Christie: Curable’s work focuses a lot on how pain is a danger signal and it's a danger signal that happens in response to threat, both real and perceived. And it relates to both our internal and our external experiences in thinking about the effects of discrimination. What can you tell us about the brain generated nature of pain in a social context?
Benita: Thanks for laying that out so well. It's like you said, right? If people are perceiving threat, whether it's a threat right in front of them or it's a threat that becomes switched on because of reminders of some past unprocessed threat, then these danger alarm signals can be chronically activated. And that is real in terms of the pain experience and it's a protective response to threatening information. So in terms of racism, we can also think about; how does this threat end up being signaled in the environment? How is it that we can send signals of safety? And obviously, how can we remove the threats?

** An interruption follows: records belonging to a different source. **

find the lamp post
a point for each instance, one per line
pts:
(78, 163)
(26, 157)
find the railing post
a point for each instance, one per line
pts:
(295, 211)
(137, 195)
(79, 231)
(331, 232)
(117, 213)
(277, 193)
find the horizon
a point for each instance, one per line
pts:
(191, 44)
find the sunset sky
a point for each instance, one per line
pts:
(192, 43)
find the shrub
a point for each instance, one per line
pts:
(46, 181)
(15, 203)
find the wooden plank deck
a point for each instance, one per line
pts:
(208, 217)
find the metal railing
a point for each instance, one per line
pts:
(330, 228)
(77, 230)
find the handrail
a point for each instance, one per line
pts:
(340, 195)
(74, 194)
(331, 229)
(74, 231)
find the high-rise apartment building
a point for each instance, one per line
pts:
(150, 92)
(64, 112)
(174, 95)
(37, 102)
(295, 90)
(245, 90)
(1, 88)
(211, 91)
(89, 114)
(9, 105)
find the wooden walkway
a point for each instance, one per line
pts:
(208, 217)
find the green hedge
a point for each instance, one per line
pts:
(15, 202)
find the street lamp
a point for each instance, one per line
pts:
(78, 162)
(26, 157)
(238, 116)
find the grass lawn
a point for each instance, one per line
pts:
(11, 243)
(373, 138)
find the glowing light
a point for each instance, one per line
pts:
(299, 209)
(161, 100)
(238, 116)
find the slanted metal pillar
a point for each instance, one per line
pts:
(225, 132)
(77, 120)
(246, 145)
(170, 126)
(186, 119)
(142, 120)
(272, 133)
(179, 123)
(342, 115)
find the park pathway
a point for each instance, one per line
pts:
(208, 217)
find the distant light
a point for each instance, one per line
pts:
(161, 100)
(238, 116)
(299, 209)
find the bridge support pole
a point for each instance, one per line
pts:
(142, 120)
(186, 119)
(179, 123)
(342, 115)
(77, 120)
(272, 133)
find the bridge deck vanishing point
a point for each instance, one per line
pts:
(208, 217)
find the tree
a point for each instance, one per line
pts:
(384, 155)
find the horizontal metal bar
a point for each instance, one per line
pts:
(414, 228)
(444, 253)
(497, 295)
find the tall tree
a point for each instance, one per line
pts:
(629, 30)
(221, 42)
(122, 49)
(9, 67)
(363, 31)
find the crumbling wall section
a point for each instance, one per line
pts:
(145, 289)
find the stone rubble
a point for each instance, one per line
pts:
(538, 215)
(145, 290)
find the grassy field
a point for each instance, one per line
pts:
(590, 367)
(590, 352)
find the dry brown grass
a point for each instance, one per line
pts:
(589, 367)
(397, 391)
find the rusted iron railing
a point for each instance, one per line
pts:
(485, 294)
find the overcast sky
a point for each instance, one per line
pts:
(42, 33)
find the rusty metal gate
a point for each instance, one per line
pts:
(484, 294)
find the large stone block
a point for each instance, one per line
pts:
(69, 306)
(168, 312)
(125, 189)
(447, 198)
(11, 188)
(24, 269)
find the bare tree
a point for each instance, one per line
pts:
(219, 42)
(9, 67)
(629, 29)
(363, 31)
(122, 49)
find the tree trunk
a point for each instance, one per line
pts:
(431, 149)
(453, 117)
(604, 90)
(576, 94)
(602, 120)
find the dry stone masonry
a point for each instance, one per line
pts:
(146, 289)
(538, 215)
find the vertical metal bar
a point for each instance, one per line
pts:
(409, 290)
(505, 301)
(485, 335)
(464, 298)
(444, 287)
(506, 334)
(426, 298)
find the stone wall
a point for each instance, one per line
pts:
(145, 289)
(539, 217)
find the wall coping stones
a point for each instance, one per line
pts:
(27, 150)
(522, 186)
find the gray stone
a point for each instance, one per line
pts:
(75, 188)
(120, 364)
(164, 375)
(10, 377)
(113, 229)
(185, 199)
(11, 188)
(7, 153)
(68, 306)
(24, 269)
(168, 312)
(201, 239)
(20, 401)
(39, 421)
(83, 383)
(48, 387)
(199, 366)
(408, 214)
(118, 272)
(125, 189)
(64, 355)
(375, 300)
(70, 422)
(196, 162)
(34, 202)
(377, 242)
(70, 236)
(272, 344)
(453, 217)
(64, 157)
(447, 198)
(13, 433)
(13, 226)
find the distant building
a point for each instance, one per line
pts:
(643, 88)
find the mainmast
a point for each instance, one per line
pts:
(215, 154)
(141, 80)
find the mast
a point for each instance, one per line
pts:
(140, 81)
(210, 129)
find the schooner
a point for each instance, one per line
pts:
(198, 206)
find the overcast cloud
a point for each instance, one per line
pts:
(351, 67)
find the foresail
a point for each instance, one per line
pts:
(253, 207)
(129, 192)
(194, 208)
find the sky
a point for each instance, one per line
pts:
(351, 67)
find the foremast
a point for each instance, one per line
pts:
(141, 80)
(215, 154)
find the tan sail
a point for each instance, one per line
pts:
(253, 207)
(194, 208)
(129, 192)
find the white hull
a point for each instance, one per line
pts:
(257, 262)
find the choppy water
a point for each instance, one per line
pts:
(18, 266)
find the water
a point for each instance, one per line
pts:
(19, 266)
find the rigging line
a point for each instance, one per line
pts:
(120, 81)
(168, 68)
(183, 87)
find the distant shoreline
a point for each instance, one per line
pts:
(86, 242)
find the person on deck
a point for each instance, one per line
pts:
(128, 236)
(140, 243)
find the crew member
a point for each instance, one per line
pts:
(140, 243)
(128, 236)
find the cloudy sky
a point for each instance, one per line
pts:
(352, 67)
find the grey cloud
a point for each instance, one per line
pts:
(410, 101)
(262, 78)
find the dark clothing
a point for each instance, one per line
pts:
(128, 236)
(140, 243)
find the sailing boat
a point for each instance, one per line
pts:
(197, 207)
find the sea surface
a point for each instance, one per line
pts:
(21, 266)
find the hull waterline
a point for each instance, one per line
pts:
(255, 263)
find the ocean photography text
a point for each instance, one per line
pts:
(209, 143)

But I think this work is just at the beginning in terms of really delineating the specific pathways. The neuroscientists are going to look at the very specific brain pathways, and the behavioral scientists will help us unravel how we can retrain those pathways into healing for individuals, and the sociologists will help us think about systems and how systems can be set up to signal safety instead of threat.
I do want to underscore that and we're just beginning to sketch this out in the medical literature and in the public health literature. But that's not to say that thinking about social psychology and racism hasn't been studied or written about for many, many years. The new piece is connecting that to chronic pain in academic literature. It’s something that's very new and that we need to do a lot more of.